Active Travel Ambition: Liverpool City Region Walking, Wheeling and Cycling Conference

A combined Active Travel England and Liverpool City Region Combined Authority event, we all met at the Floral Pavillion in New Brighton on a gloriously sunny day. PLACED was invited to speak alongside Sustrans on the value of community engagement as part of active travel projects and we also snuck in some engagement of our own. We asked attendees during the breaks these three questions: 

  • Do you consistently build engagement into your projects?
  • What are the benefits of embedding engagement into your projects?
  • What are the barriers to embedding engagement into your projects?

It was a jam-packed day and we heard so much interesting stuff, honest reflections, provocations. All sorts. I think my main take away though was that engagement, while on the programme for the afternoon, made itself present throughout the day. Leaving us at PLACED and Sustrans colleagues feeling the pressure to provide the answers on how projects can deliver good engagement which supports project progress and doesn’t descend into the sort of negativity or polarisation that active travel projects have been known to suffer from. What was clear from many of the comments was that people working on these projects really care about the bigger picture, enabling more walking and cycling to improve health and wellbeing, support places, and contribute to tackling the climate crisis. Any many really saw the benefit of engagement as not only a way to build support but also to genuinely improve scheme design. However, people had also had negative experiences and were concerned about how best to do engagement. 

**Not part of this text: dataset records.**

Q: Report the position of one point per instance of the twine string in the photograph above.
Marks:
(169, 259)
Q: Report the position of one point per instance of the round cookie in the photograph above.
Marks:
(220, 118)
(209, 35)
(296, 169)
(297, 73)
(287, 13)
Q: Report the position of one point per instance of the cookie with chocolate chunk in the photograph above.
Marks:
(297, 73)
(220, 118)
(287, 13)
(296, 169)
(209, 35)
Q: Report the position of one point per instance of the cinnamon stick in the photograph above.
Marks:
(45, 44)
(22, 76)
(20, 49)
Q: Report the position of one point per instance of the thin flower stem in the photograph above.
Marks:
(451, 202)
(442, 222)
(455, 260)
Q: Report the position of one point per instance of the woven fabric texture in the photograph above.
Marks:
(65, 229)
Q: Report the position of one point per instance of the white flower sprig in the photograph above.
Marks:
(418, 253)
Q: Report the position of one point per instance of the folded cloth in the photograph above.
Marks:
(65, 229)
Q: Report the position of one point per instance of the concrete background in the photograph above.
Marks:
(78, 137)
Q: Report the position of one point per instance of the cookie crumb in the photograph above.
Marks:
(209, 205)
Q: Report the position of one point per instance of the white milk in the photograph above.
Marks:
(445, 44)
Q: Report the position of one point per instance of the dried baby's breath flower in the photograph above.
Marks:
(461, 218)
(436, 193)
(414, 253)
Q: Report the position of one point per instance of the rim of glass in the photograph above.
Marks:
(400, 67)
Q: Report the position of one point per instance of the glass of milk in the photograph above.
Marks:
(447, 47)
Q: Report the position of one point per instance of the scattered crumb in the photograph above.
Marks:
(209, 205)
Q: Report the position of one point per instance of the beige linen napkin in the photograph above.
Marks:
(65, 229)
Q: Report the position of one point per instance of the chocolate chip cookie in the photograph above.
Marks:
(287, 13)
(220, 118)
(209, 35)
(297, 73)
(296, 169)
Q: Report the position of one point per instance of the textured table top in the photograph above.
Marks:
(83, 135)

We offered some principles and reflections from our own experience delivering engagement on a walking and cycling project, highlighting the need to:

  • work collaboratively with designers, engineers, comms colleagues and more,
  • reach out in diverse ways to really connect a range of communities and groups, 
  • pay attention to reaching those less heard voices,  
  • start early, and 
  • be sensitive to the scale of change being proposed and the impact this has for some.

Totting up the comments and data collected reveals that most people do try to include additional engagement and they could see the benefits, but time and cost felt like the big barriers. In the comments we collected we heard the detail, some feeling nervous and fearful about putting projects out there in early and draft stages, others telling us how difficult it can be to create space for constructive contributions rather than official ‘objection’ or ‘support’. And, how do you do all this while being pushed to focus on timeline and delivery? Others suggested working more closely with partner organisations already in touch with specific communities or in locations. 

 

After a very thought-provoking day of listening to talks, talking with attendees and giving my own talk I think one of the big challenges for many projects, but especially active travel, alongside the logistics and costs of good engagement, is getting the discussion to a point of positivity (not necessarily support) and constructive input. Active travel has at times become a bit of a hot potato and projects have not always delivered for everyone. Like anything it’s a mixed bag. This can make those conversations difficult. Helping people to understand active travel projects in the context of their day to day lives, and helping designers to plan them with everyday lives in mind is part of the challenge that good engagement can help with.